—¿Que no está sola la reina? ¡Otra desgracia!... ¿Pero quién está con la reina?
—Está... esa doña Clara Soldevilla; esa menina á quien tanto quiere, á quien tanto favorece, de la cual apenas se separa la reina mi señora... esa mujer á quien no ha sido posible arrancar del lado de su majestad.
—¡Doña Clara Soldevilla!—dijo el rey palideciendo más de lo que estaba—; ¿será necesario...?
—Sí; sí, señor; será necesario expulsarla á todo trance de palacio... es... perdone vuestra majestad... una intriganta... una enemiga á muerte del duque de Lerma, de ese grande hombre, del mejor vasallo de vuestra majestad.
—Pero en resumen... ¿el estar la reina con esa mujer impide...? ¿No es éste un refugio vuestro, doña Juana?

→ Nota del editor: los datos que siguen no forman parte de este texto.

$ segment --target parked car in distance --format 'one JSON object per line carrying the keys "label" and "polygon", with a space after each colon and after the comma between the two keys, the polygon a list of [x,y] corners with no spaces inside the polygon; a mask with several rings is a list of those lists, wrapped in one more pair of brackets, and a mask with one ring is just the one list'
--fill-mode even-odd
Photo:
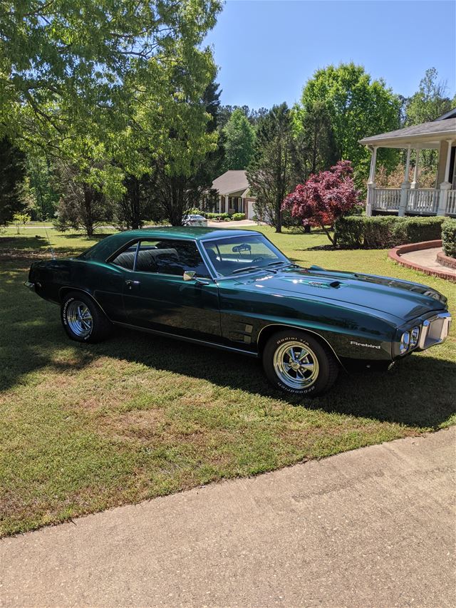
{"label": "parked car in distance", "polygon": [[439,344],[451,321],[430,287],[302,268],[252,230],[120,232],[33,262],[26,284],[60,306],[73,340],[120,326],[261,357],[273,386],[302,396],[329,389],[341,367],[386,369]]}
{"label": "parked car in distance", "polygon": [[197,226],[205,228],[207,226],[207,220],[203,217],[202,215],[191,213],[190,215],[184,215],[182,217],[182,224],[184,226]]}

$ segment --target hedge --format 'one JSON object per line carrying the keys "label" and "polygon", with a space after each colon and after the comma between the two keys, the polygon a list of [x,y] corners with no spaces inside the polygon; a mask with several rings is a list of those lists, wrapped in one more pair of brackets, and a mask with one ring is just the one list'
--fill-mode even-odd
{"label": "hedge", "polygon": [[386,249],[442,237],[445,217],[351,215],[336,222],[337,244],[346,249]]}
{"label": "hedge", "polygon": [[226,220],[229,217],[229,213],[206,213],[205,217],[208,220]]}
{"label": "hedge", "polygon": [[456,257],[456,220],[445,220],[442,225],[443,252],[450,257]]}

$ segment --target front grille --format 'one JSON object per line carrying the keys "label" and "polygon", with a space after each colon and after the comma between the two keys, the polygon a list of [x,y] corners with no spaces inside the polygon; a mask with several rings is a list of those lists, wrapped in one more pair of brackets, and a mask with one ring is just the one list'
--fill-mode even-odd
{"label": "front grille", "polygon": [[421,350],[428,349],[435,344],[443,342],[451,325],[451,315],[449,312],[440,312],[423,321],[418,347]]}

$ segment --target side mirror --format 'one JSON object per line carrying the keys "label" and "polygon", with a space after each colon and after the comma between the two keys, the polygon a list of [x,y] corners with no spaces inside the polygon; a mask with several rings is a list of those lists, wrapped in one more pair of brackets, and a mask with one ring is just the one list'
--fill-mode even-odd
{"label": "side mirror", "polygon": [[184,272],[184,281],[195,281],[200,285],[209,285],[211,283],[210,279],[204,279],[203,277],[197,277],[197,273],[194,270],[186,270]]}

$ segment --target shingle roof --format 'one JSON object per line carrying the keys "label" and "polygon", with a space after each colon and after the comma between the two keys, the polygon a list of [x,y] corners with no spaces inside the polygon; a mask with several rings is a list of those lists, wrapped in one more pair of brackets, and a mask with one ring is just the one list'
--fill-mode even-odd
{"label": "shingle roof", "polygon": [[375,144],[387,143],[390,141],[393,143],[396,140],[410,139],[410,141],[413,141],[422,138],[424,138],[425,140],[431,141],[432,140],[432,135],[435,135],[436,140],[438,140],[445,139],[445,135],[456,138],[456,118],[423,123],[421,125],[415,125],[413,127],[405,127],[404,129],[398,129],[395,131],[389,131],[386,133],[363,138],[359,140],[359,143]]}
{"label": "shingle roof", "polygon": [[220,195],[245,190],[249,187],[249,182],[245,171],[226,171],[212,182],[213,190],[218,190]]}

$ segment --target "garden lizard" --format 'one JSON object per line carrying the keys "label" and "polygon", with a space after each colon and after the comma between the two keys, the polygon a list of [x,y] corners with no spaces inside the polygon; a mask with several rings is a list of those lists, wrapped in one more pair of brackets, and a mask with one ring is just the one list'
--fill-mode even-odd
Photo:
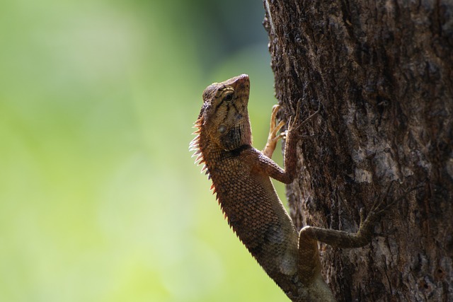
{"label": "garden lizard", "polygon": [[190,143],[212,181],[211,189],[228,223],[265,272],[292,301],[334,301],[321,274],[318,241],[338,248],[368,244],[384,200],[374,203],[356,233],[305,226],[300,232],[280,202],[270,178],[286,184],[294,178],[297,144],[300,140],[298,112],[288,122],[285,170],[270,158],[284,122],[277,124],[278,105],[271,115],[268,143],[263,151],[252,146],[248,112],[250,81],[242,74],[214,83],[203,92],[203,105],[195,123],[197,137]]}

—Juro á vuestra majestad por mi honor y por el honor de mis hijos, que me es imposible, imposible de todo punto anunciar á vuestra majestad... á no ser que vuestra majestad quiera que lo sepa doña Clara...
—¡Ciertamente que soy muy desgraciado!...
—Juro á vuestra majestad, que en el momento en que la reina mi señora quede sola... yo misma... por ese pasadizo, iré á avisar á vuestra majestad...
—¡Cuando haya vuelto Lerma...! ¡Cuando...! no, no, doña Juana, yo volveré; yo volveré... esta noche á la media noche... esperadme... y yo, yo, Felipe de Austria, no el rey, os lo agradecerá.
Y Felipe III, como quien escapa, se dirigió á la puerta secreta, desapareció por ella y cerró.